Oops.  Got carried away there, on my mom’s train of thought.  Her spoken stream of consciousness, or lack thereof, begins at 7am—right after my ayurvedic warm oil massage, tantric sex breathing, yoga…and delightful, aromatic, excessively long shower, which one would think would be adequate preparation for the onslaught.  To be able to live through that constant monologue for a week and not stab myself in the head with a fork, or perhaps more therapeutic but even more offensive to my mother, lie on the kitchen floor on my back and yell help at the top of my lungs—has anyone ever done that right in the middle of a frustrating interpersonal moment?  I mean, since they were a two year old?  It might provide a powerful energy shift…which is all that is actually needed, right?

Interpersonal moment.  That is the key word…the level of interpersonal moment my mother is willing to engage in ludicrously unsatisfying.  Mostly I just tune out, like the long-frustrated husband in the movies who turns his hearing aid down, saying the occasional, “Yes!” when appropriate.  But there are moments when I want to say to her face:  “You’re not home!”  She already thinks I’m super, super weird, so…what can I lose?  She can disown me and it actually might be BETTER.  Like when David said he was going to divorce Janet a few weeks ago, dropped the bomb, she was devastated, and now their relationship has never been better.  The sex is more satisfying than ever.  Suggesting a “divorce” might be just the key to unlock the appalled state I get into in my mother’s presence.  I walk around the house going, wow, this is really who she IS?  Is she really this afraid of silence?  How can she not know her thoughts, her state of judgment, her need to plan compulsively, are making her miserable and affecting her level of sanity?  Well, but she knows…she has asked me why she isn’t happy, and I have told her.

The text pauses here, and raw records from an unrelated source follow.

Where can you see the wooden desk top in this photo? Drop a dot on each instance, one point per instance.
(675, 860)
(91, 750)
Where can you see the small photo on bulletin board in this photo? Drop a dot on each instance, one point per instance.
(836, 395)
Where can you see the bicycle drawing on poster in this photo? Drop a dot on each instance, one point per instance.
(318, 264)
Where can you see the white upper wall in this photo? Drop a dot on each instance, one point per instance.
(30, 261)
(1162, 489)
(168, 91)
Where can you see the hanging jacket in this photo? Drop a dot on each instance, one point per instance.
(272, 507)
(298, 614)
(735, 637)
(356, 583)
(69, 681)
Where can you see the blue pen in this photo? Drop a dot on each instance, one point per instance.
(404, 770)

Can I get out of judgment that she’s in judgment?  Maybe, if she wouldn’t verbalize every judgment.  Maybe at the next visit.  Which she’s already talking about, planning.  I am feeling pretty much like if we never saw each other again, it would be fine.  I will not die wishing I had tried harder to have a relationship with her.

Or will I?  It is not my responsibility to heal my mother.  I learned that, decades ago, when I tried to get her into an AA meeting—or anywhere close.  I can’t heal her.  And she is not going see me, if she’s looking through a lens of judgment—and she is not going to allow me to lead her into a more positive state, even though she has, on occasion, asked me to. 

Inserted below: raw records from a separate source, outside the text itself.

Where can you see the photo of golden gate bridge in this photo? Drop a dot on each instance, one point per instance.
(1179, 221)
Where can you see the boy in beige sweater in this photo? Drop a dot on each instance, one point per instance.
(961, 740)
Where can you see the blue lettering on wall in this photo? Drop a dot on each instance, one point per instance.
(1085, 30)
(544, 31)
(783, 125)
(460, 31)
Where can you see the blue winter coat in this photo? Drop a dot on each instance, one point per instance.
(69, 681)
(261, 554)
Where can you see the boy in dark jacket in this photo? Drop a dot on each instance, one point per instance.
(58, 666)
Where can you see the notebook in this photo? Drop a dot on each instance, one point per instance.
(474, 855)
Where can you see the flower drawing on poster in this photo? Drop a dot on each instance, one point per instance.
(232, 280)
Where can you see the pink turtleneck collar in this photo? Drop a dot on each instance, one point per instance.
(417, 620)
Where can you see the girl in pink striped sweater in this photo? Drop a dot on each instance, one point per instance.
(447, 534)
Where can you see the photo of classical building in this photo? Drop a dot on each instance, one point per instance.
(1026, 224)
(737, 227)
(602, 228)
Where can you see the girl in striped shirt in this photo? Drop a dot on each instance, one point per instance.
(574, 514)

My instinct is to…try.  Just my very presence, I am told by yoga clients, is healing to be around.  I would assume SOMETHING about me would rub off on my mom.  But it does not seem imminent.  Instead, she rubs off on me and I compress.  She has declared, “This is who I am, and I can’t change.”  She is very invested in clinging to the state of mind that makes her unhappy.  And we seem to polarize each other.  Because I sure don’t feel like my expanded self around her.  My experience last week is that at the most, we average each other out, me going numb and she… maybe avoiding voicing some of the more graphic fears that she might normally put into words.

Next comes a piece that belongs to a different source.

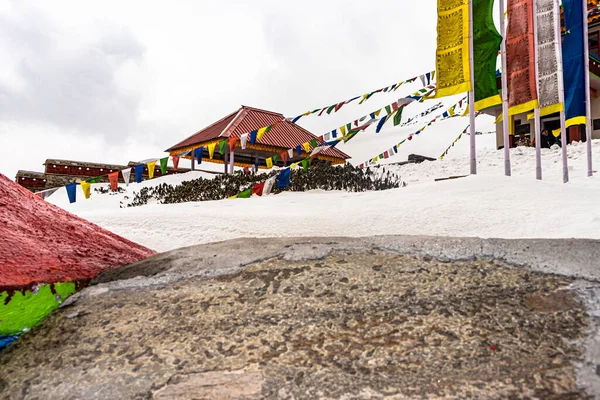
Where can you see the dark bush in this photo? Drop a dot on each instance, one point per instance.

Even knowing that with every fiber of my being, when my mom is talking about how much worse the world is getting and how she will never change, there is a polarizing affect that feels like I so strongly don’t want to enter her world, that I can’t fully inhabit mine.  It’s just energy.  But it doesn’t feel safe to FEEL around her.  So the full bloom of my happiness is stunted in her presence.  And I take full responsibility for that. 

*Nine years later, looking at this blog, I have a wealth of compassion for myself, as well as for her, because after my mother's death I see very clearly her incapacity to be happy or to sustain a deep and loving relationship.